Neuroendocrine LβT2 Cells Experimental Methods
LβT2 cells obtained from Prof. Pamela Mellon (University of California, San Diego) were maintained at 37C/5% CO2 in humidified air in DMEM (Mediatech, Herndon, VA) supplemented with 10% fetal bovine serum (FBS) (Gemini, Calabasas, CA) and L-glutamine. Cells were grown in 10% charcoal-treated FBS (CT-FBS) (Hyclone Laboratories, Inc., Logan, UT) 18 hours before treatment with hormones or growth factor. GnRH was obtained from Bachem (Torrence, CA). The chemical inhibitors PD98059, JNK Inhibitor II (SP600125), Bisindolylmaleimide I, PP2, KN62, and AG1478 were obtained from Calbiochem. The antibodies used were anti-phospho p42/44 MAPK (Cell Signaling Technology, Beverly, MA, #9106), anti-p42/44 ERK (Cell Signaling Technology #9102).

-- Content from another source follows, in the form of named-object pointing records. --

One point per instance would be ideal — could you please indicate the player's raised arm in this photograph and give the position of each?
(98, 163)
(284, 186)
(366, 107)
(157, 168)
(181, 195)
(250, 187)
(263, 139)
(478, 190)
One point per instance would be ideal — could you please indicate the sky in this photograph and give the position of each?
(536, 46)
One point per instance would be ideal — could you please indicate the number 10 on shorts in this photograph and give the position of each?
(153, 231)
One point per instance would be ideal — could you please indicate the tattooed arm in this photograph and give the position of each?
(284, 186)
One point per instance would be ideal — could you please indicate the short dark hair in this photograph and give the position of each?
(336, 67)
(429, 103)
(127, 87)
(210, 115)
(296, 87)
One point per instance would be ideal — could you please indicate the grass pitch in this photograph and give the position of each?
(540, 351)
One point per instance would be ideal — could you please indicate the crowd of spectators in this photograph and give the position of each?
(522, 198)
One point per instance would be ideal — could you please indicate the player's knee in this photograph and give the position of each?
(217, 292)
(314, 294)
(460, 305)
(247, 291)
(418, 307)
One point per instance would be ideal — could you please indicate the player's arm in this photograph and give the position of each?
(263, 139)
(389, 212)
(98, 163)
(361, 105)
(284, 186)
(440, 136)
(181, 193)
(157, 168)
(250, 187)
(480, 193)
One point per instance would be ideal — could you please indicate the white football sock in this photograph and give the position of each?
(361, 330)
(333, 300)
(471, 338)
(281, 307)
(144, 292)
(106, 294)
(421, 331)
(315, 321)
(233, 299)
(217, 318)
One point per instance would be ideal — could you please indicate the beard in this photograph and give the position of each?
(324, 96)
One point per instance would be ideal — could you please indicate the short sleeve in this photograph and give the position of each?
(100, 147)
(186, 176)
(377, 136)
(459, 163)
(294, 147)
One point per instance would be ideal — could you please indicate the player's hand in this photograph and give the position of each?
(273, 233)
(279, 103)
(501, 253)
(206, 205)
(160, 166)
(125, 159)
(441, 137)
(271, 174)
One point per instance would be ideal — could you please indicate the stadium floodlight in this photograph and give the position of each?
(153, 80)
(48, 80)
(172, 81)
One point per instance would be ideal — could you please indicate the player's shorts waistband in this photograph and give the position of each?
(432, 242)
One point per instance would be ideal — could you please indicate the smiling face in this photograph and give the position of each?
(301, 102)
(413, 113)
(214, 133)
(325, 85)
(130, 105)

For the western blots cells were lysed in NP-40 buffer (20mM Tris-HCl, 1%NP-40, 150mM NaCl) and protein measurements were performed with protein assay reagent (BIO RAD, Hercules, CA). 50µg of extract was separated on 10% Tris-HCl SDS-PAGE gels (BIO RAD), and transferred to PVDF membranes (Amersham, Buckinghamshire, UK). Blocking was performed for 60 minutes with 5% nonfat dry milk in Tris-buffered saline, 0.1% Tween-20 and followed by incubation with the primary antibody at 4°C overnight. Signal was visualized with goat anti-rabbit or goat anti-mouse IgG-HRP (Santa Cruz Biotechnology) using the ECL system (Amersham).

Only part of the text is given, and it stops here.